Novas regras sobre saúde mental no trabalho entram em vigor

Normas obrigam empresas a prevenirem riscos psicossociais

Por Redação ContilNet 26/05/2026 às 17:21
Acre registrou mais de 1 mil afastamentos do trabalho por incapacidade temporária/Foto: Adobe Stock

As novas regras de Segurança e Saúde no Trabalho, começam a valer nesta terça-feira (26). Com isso, empregadores, gestores e funcionários de todos os setores terão que cumprir normas mais rigorosas, procurando identificar e eliminar riscos ocupacionais, inclusive para a saúde mental dos trabalhadores.

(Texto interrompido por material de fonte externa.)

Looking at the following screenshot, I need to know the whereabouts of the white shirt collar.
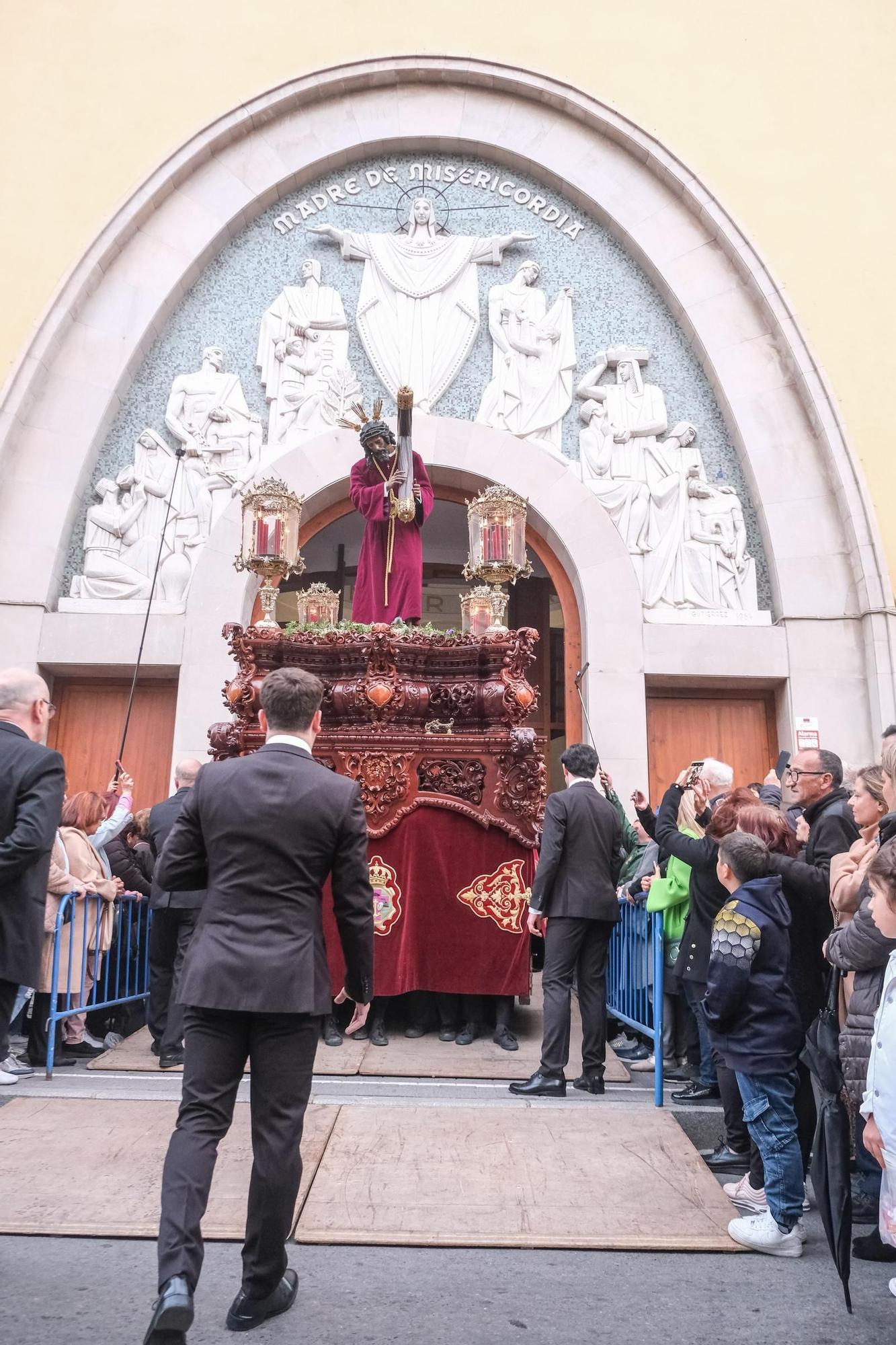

Conforme previstas na mais recente atualização da Norma Regulamentadora nº 1 (NR-1), que estabelece regras sobre o Gerenciamento de Riscos Ocupacionais (GRO). A norma é definida pelo Ministério do Trabalho e Emprego (MTE) por meio de uma comissão tripartite formada por representantes do governo, empregadores e trabalhadores.

A atualização da NR-1 foi aprovada em agosto de 2024 e estava prevista para entrar em vigor em maio de 2025. Contudo, o MTE optou por ampliar o prazo de adaptação das empresas, fazendo com que as novas medidas fossem implementadas inicialmente de forma educativa e orientativa.

Com as mudanças já válidas, as empresas passam a ser fiscalizadas quanto ao cumprimento das novas exigências. Segundo o ministério, nos primeiros 90 dias a fiscalização terá caráter orientador, apontando possíveis adequações necessárias. Após esse período, poderão ser aplicadas penalidades, como multas e embargos, dependendo da situação.

O que muda com a nova NR-1

A principal alteração aprovada na norma em 2024 foi a obrigatoriedade de as empresas também identificarem os chamados “fatores de risco psicossociais relacionados ao trabalho”, como excesso de demandas, pressão no ambiente profissional e casos de assédio.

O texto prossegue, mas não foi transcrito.